Transaction costs, like flight tickets, have fallen in the finance industry, right across the spectrum from fee-free investment funds and low or no-cost retail brokerages to the cloud delivery of lightweight securities finance systems that firms like FIS provide. This has led to the lowering of barriers to entry and, as some argue, the democratisation of finance. Nobody should be excluded from managing their own finances should they wish to. However, recent events that concerned shares in the high street retail outlet, GameStop (GME), can highlight issues or weaknesses in the system as it stands. Free trading and brokerage can indeed open the markets to many more participants and investors. Rational theory would suggest that the more participants, the better the marketplace in terms of efficiency, depth and price discovery. Rational theory, of course, relies on the balance of buyers and sellers, i.e. those willing to take a positive or a negative position. If the market is imbalanced, and there are more of one than the other, then the prices will respond until equilibrium is re-established.

What the GameStop frenzy has taught people, if they are open to that, is that a market can be pushed out of kilter by a disproportionately large single institutional player as easily as it can be by thousands acting together as one. Unfortunately, many of those individuals are also learning that “free” brokerage or trading is limited to the cost of entry to those markets but it does not apply to the consequences of the actions you take once inside. As the internet will attest, many fortunes were made over the few weeks that GameStop spent in the headlines, but just as many would have been ruined by the precipitous fall from the peak of around $347 to just under $45 at the time of writing.
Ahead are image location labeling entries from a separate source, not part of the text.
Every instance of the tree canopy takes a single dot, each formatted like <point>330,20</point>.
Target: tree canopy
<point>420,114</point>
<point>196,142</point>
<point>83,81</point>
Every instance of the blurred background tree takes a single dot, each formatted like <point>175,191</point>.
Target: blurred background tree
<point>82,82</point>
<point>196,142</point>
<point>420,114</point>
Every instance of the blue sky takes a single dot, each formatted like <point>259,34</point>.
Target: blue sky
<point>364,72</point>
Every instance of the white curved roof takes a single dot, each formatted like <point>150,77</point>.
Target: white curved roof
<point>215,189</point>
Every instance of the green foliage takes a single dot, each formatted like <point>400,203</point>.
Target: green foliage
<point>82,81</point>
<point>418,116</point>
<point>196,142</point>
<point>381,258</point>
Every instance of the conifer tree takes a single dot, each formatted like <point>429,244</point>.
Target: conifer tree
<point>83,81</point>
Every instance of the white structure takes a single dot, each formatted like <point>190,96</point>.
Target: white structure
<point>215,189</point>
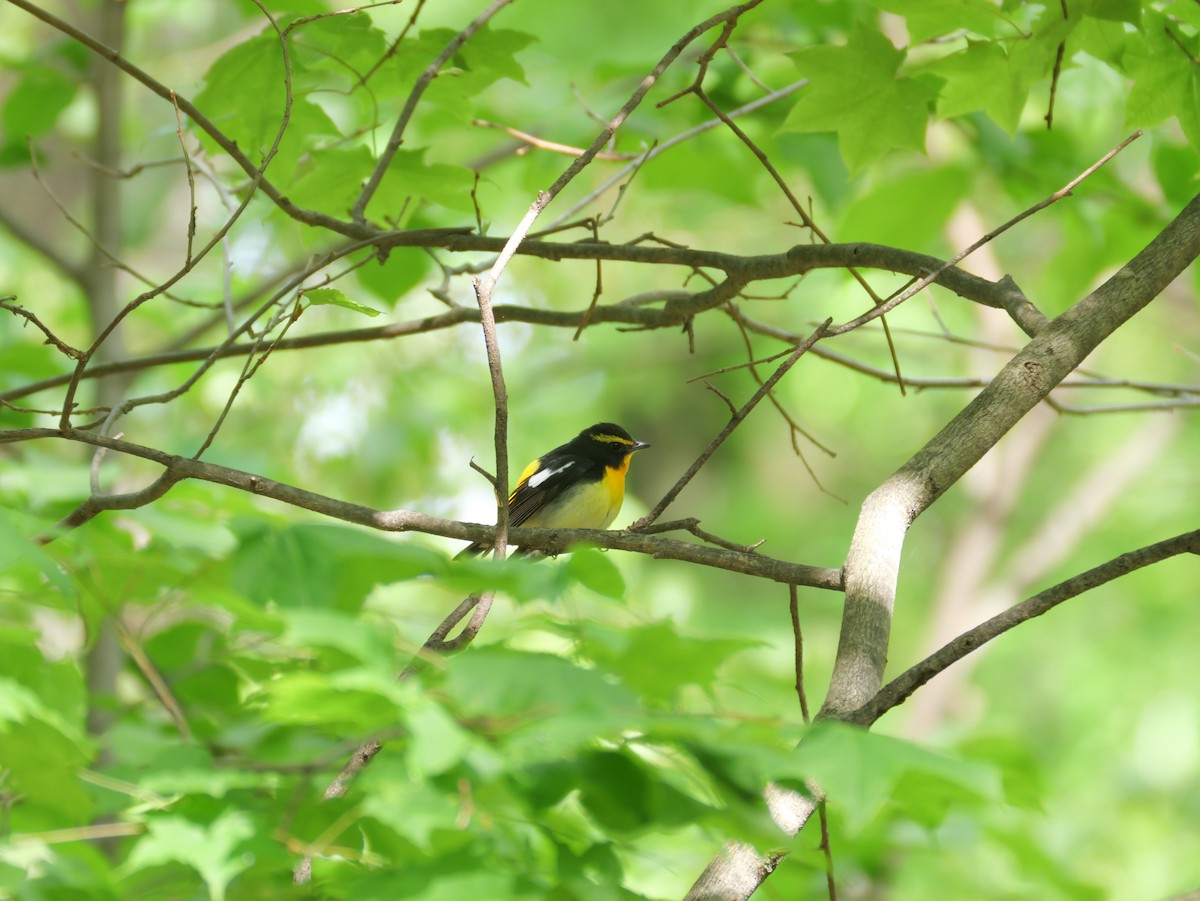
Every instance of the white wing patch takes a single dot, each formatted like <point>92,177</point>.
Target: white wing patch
<point>540,476</point>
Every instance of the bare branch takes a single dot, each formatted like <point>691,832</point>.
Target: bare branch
<point>900,688</point>
<point>414,97</point>
<point>873,564</point>
<point>551,540</point>
<point>735,420</point>
<point>925,281</point>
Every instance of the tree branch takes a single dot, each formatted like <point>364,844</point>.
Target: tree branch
<point>873,564</point>
<point>899,689</point>
<point>550,540</point>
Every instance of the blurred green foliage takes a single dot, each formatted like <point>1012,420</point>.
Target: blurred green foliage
<point>618,716</point>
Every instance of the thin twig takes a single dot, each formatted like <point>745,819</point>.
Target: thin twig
<point>30,317</point>
<point>1065,191</point>
<point>735,420</point>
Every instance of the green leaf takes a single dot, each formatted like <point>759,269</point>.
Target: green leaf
<point>655,660</point>
<point>933,18</point>
<point>409,176</point>
<point>1116,10</point>
<point>333,296</point>
<point>541,707</point>
<point>855,90</point>
<point>859,770</point>
<point>244,95</point>
<point>982,78</point>
<point>396,276</point>
<point>18,551</point>
<point>909,210</point>
<point>597,571</point>
<point>358,700</point>
<point>33,107</point>
<point>323,565</point>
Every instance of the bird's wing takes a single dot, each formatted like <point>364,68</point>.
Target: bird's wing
<point>543,484</point>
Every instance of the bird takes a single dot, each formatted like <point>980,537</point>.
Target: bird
<point>579,485</point>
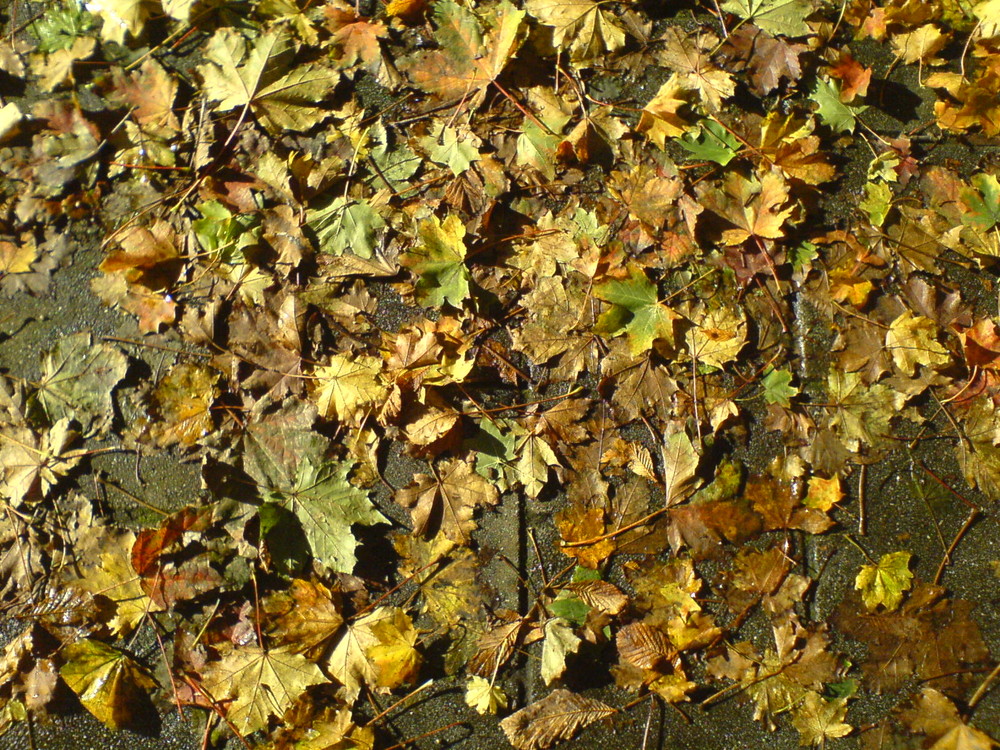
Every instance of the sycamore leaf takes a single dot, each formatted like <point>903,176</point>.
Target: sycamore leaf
<point>718,336</point>
<point>819,719</point>
<point>660,118</point>
<point>349,387</point>
<point>835,113</point>
<point>439,261</point>
<point>447,500</point>
<point>77,380</point>
<point>556,717</point>
<point>884,582</point>
<point>912,341</point>
<point>304,617</point>
<point>326,505</point>
<point>109,684</point>
<point>31,466</point>
<point>468,61</point>
<point>483,696</point>
<point>183,402</point>
<point>377,650</point>
<point>758,208</point>
<point>241,75</point>
<point>260,684</point>
<point>636,311</point>
<point>581,26</point>
<point>785,17</point>
<point>680,466</point>
<point>778,388</point>
<point>712,142</point>
<point>345,225</point>
<point>121,16</point>
<point>560,640</point>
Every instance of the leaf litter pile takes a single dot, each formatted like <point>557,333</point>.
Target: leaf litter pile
<point>462,291</point>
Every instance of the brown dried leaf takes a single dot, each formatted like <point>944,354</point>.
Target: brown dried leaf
<point>554,718</point>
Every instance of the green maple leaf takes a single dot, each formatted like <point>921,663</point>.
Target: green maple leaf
<point>61,25</point>
<point>77,379</point>
<point>326,505</point>
<point>711,143</point>
<point>345,225</point>
<point>455,148</point>
<point>832,111</point>
<point>785,17</point>
<point>982,202</point>
<point>778,388</point>
<point>560,640</point>
<point>109,684</point>
<point>259,684</point>
<point>257,76</point>
<point>884,583</point>
<point>439,262</point>
<point>636,311</point>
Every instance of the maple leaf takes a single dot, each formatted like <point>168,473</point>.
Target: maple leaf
<point>688,58</point>
<point>911,339</point>
<point>636,311</point>
<point>785,17</point>
<point>183,402</point>
<point>934,715</point>
<point>580,524</point>
<point>819,719</point>
<point>759,208</point>
<point>787,142</point>
<point>439,262</point>
<point>149,92</point>
<point>121,16</point>
<point>929,637</point>
<point>468,62</point>
<point>446,574</point>
<point>717,338</point>
<point>711,143</point>
<point>354,38</point>
<point>557,716</point>
<point>377,650</point>
<point>660,118</point>
<point>344,225</point>
<point>456,148</point>
<point>304,617</point>
<point>580,26</point>
<point>77,379</point>
<point>560,641</point>
<point>447,500</point>
<point>768,59</point>
<point>484,696</point>
<point>33,466</point>
<point>831,108</point>
<point>109,683</point>
<point>884,582</point>
<point>778,388</point>
<point>326,505</point>
<point>259,684</point>
<point>349,388</point>
<point>238,75</point>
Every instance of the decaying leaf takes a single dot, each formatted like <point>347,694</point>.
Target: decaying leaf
<point>557,716</point>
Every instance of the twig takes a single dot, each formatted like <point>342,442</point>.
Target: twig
<point>861,499</point>
<point>973,514</point>
<point>984,687</point>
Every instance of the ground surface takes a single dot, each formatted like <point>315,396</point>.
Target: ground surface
<point>333,337</point>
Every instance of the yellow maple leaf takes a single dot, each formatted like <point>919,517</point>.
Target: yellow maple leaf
<point>349,387</point>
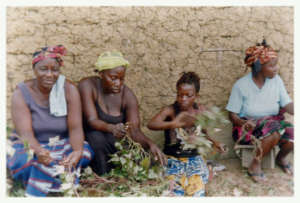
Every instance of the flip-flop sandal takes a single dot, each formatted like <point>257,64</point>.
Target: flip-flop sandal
<point>260,175</point>
<point>285,166</point>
Looking back a year or more, short interest in GameStop was at the maximum 100 percent utilisation as far back as March 2012, and repeatedly hitting that level many of the days since. Volumes moved as the price varied between $22 and $55, but rarely fell below 50 per cent. One year ago, the shares had fallen to under $4 apiece, highlighting the poor forward value investors had with regards to the future earnings of GameStop as a bricks-and-mortar provider in a socially distanced and internet-based world. Allegations of inappropriate actions are now flying of course, and changes may come as a result.

Adding friction harmed the market

Following the financial crisis of 2007 and the years that followed, the then chair of the US Securities and Exchange Commission (SEC), Christopher Cox, cited the temporary application of a short selling ban in the US as one of his biggest regrets and that he believed “on balance the commission would not do it again”. They went further following more analysis and indicated that the “costs appear to outweigh the benefits” as spreads widened, and trading costs spiralled. It became clear to the SEC then that additional friction through increased costs harmed the market, indicating that the reverse would also be true. As a result, it is hoped by many that there will not be any irrational responses to these recent events that may harm the future of the financial markets, their efficiency and their increasing accessibility to all investors.

Short selling is a fundamental requirement of a balanced market and the economic allocation of limited capital, helping show that record high stock markets do not necessarily mean prosperity. Lower frictional costs allow more entrants, which in turn create better markets through increased depth and liquidity. As with space travel, the lack of friction between Earth and Mars undoubtedly helped the latest probes reach their destinations and land on the red planet. Hopefully, they are just as capable of surviving the volatile environment once they have arrived.